Des commandes en chute libre

L'explication, c'est que le marché des turbines à gaz s'effondre. Aujourd'hui, on investit davantage dans les énergies renouvelables que dans le thermique. L'éolien, le solaire sont des domaines où GE n'est presque pas présent. A Belfort, le secteur du gaz représente la moitié des effectifs soit près de 2 000 salariés sans compter les centaines d'employés de PME qui en vivent. " Les prévisions sur le marché du gaz sont de plus en plus pessimistes, mois après mois. Il y a un an, la direction de GE tablait sur un marché de 70 gigawatts. Maintenant, les experts parlent d'un marché autour de 35 gigawatts soit un volume d'activité divisé par deux. Il y aura des impacts sur les salariés de GE comme sur le tissu local de Belfort qui travaille pour ce secteur" indique Philippe Petitcollin, délégué CFE-CGC chez GE. Présent ce jeudi à Paris à une réunion du comité groupe France de GE, il avoue ne pas avoir été surpris par l'annonce de GE de ne pas honorer sa promesse de créer mille emplois en France d'ici fin 2018. "On ne peut pas créer d'emploi sans nouvelles activités" a réagi le responsable syndical.

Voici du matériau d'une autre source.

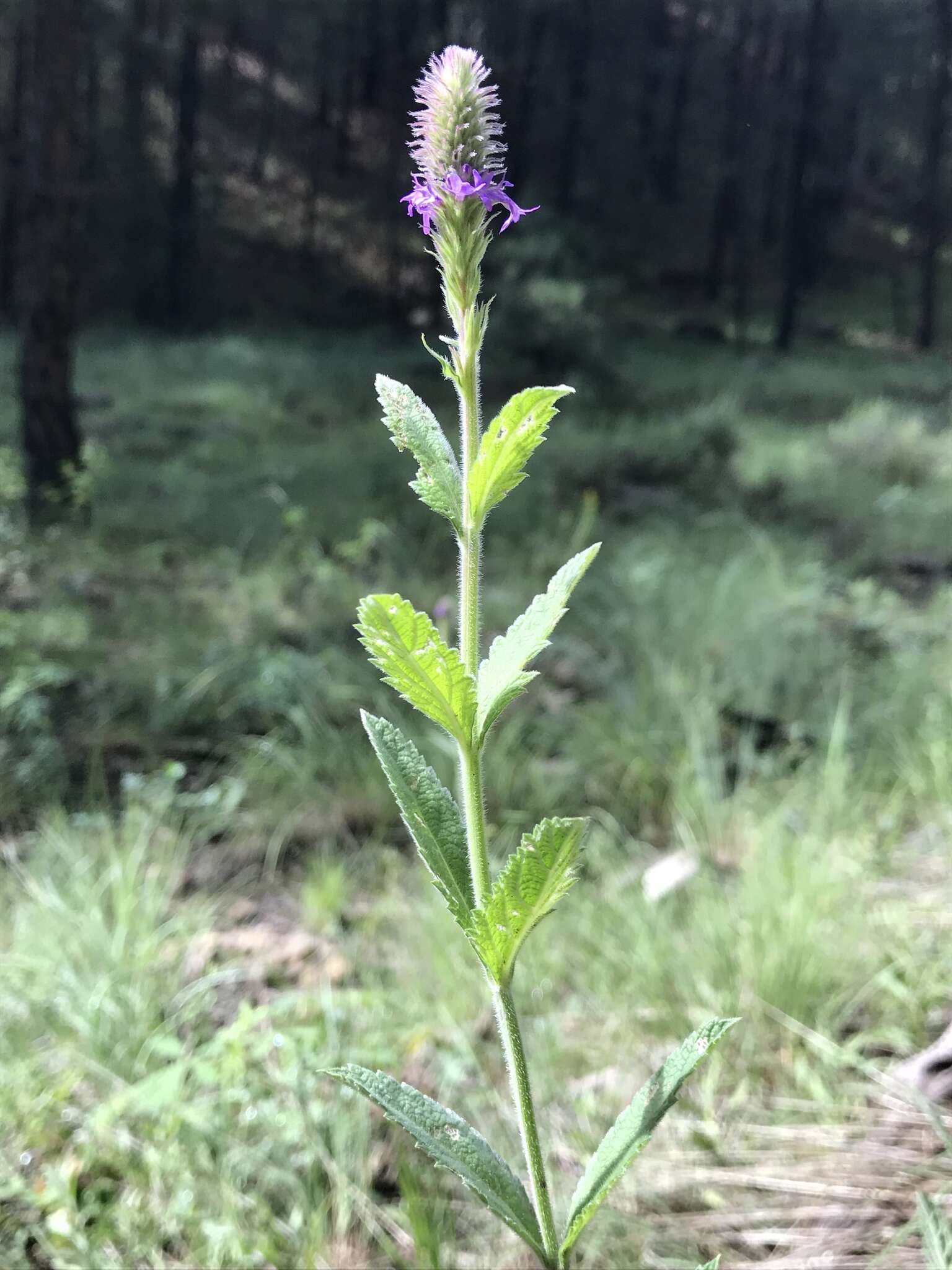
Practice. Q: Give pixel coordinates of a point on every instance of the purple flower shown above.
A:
(423, 198)
(490, 189)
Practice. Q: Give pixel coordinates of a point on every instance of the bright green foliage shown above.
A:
(936, 1233)
(452, 1143)
(414, 427)
(503, 673)
(535, 879)
(410, 652)
(632, 1130)
(506, 447)
(430, 813)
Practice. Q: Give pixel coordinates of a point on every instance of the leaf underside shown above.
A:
(503, 675)
(452, 1143)
(414, 659)
(430, 813)
(507, 443)
(414, 427)
(632, 1130)
(534, 881)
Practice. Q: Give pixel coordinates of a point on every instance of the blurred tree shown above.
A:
(933, 214)
(671, 159)
(11, 208)
(182, 207)
(50, 435)
(804, 146)
(136, 244)
(729, 159)
(715, 150)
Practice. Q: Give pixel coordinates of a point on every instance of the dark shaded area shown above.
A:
(244, 162)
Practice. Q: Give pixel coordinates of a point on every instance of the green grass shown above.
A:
(758, 516)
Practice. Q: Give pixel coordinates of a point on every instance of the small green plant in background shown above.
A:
(459, 189)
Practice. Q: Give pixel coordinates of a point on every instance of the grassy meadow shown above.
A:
(206, 894)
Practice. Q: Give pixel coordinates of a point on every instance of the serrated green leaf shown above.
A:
(415, 660)
(430, 813)
(632, 1130)
(936, 1235)
(506, 447)
(503, 673)
(534, 881)
(414, 427)
(452, 1143)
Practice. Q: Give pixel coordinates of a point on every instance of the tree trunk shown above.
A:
(182, 211)
(268, 98)
(932, 218)
(48, 431)
(804, 145)
(136, 236)
(11, 210)
(780, 95)
(576, 78)
(744, 236)
(655, 38)
(669, 163)
(728, 175)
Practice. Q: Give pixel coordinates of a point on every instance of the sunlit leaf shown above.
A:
(503, 675)
(414, 427)
(507, 443)
(430, 813)
(534, 881)
(452, 1143)
(415, 660)
(632, 1130)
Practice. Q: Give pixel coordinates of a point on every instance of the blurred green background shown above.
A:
(205, 889)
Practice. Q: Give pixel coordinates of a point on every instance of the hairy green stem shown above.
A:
(511, 1037)
(467, 328)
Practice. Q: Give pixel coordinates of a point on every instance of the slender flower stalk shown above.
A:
(459, 190)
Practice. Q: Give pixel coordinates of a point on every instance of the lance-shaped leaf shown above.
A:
(415, 660)
(430, 813)
(632, 1130)
(414, 427)
(535, 879)
(506, 446)
(454, 1145)
(503, 673)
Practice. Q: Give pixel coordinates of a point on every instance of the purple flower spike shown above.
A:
(490, 189)
(423, 198)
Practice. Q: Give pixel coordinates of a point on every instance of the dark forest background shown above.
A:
(743, 266)
(190, 166)
(230, 161)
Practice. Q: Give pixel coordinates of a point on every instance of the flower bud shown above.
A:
(457, 122)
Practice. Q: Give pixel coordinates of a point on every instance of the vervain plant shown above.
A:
(460, 189)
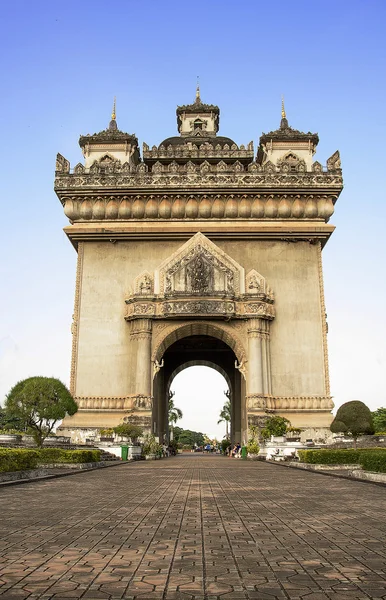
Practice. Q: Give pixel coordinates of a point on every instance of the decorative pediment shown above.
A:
(199, 267)
(143, 284)
(200, 280)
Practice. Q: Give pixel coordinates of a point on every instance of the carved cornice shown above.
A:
(198, 176)
(137, 403)
(83, 207)
(289, 403)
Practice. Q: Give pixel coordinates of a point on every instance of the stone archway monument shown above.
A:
(200, 252)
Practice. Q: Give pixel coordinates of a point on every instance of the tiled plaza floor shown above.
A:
(194, 527)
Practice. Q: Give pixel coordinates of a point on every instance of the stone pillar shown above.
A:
(236, 408)
(255, 381)
(142, 334)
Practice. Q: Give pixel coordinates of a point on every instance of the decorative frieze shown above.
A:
(256, 402)
(82, 207)
(138, 402)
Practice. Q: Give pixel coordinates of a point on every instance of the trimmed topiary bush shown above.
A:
(373, 460)
(17, 460)
(342, 456)
(78, 456)
(354, 419)
(23, 459)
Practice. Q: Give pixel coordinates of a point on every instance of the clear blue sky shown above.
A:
(62, 64)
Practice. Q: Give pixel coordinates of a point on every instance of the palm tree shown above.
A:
(225, 414)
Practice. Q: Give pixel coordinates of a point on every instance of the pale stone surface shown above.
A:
(200, 242)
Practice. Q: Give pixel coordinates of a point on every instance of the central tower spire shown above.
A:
(198, 97)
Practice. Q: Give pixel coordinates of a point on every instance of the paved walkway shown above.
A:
(193, 527)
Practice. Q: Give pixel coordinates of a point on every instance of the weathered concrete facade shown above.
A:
(200, 253)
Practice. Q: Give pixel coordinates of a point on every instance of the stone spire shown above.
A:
(284, 121)
(198, 97)
(113, 123)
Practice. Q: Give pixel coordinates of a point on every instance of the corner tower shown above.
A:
(200, 252)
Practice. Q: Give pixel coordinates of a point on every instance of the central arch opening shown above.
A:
(199, 350)
(201, 391)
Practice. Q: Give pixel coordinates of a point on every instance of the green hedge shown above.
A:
(17, 460)
(24, 459)
(58, 455)
(374, 460)
(342, 456)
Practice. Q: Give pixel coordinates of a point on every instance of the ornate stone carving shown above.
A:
(157, 366)
(200, 279)
(159, 180)
(289, 403)
(143, 284)
(62, 164)
(199, 266)
(242, 368)
(198, 307)
(334, 163)
(83, 207)
(256, 402)
(175, 331)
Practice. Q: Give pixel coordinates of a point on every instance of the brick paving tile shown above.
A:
(193, 528)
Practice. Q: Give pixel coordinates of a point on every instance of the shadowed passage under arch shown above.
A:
(199, 350)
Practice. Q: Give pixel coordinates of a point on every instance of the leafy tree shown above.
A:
(379, 420)
(186, 437)
(225, 417)
(40, 402)
(9, 422)
(354, 419)
(129, 431)
(276, 426)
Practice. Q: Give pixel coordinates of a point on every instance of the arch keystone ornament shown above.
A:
(213, 240)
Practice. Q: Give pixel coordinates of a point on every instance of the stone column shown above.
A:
(143, 379)
(255, 381)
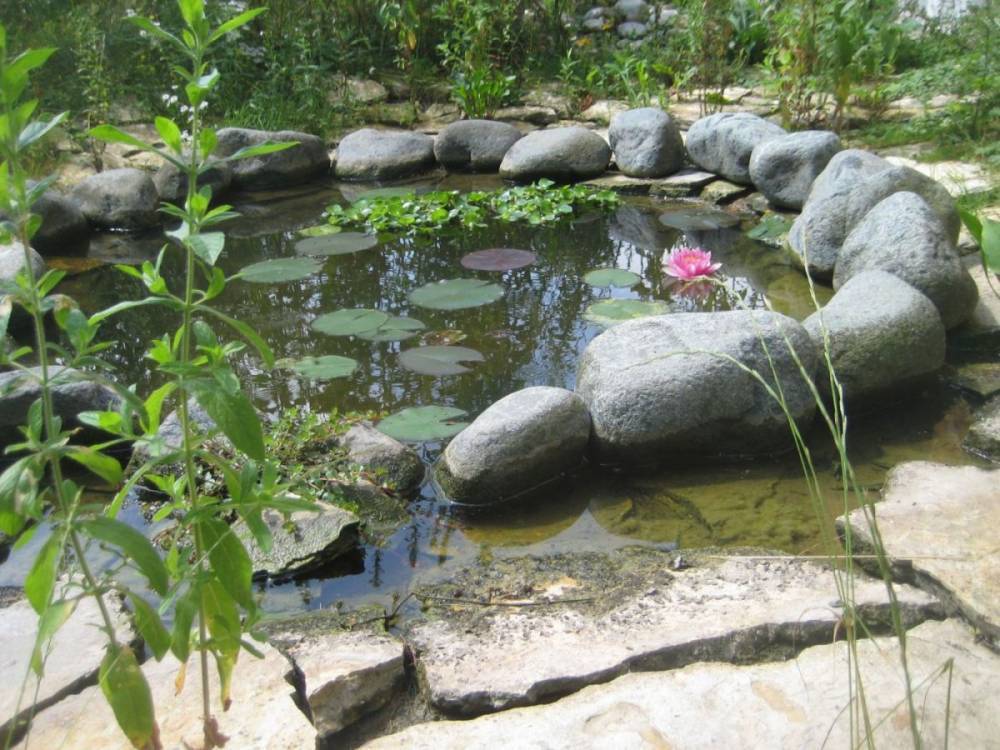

Les limites de la diversification

Pour sortir les sous-traitants de l'ornière, des options se dégagent comme la diversification. La prise de risque fait partie de l'ADN d'un patron, mais les PME n'ont pas forcément les moyens d'investir pour décrocher de nouveaux contrats à l'étranger. Cela prend du temps. Il faut des commerciaux. L'autre option, c'est les aider à passer le cap. " Je pense qu'on peut trouver des aides par le biais de l'Etat. C'est quand même un accord qui avait été passé par GE avec le gouvernement. Je pense à des aides à faire reculer certaines charges mais il faut la complicité de l'Etat qui peut mettre des outils en place. On ne peut pas leur amener du business, ce n'est pas notre rôle. Mais on peut les aider à passer ces étapes pour qu'ils puissent aller chercher du business" explique Alain Seid, président de la Chambre de Commerce et d'Industrie du Territoire de Belfort.  

Sophie Elizéon, préfète du Territoire de Belfort, promet d'accompagner les salariés en cas de transfert de compétence vers d'autres branches comme le nucléaire et localement d'engager GE à le faire.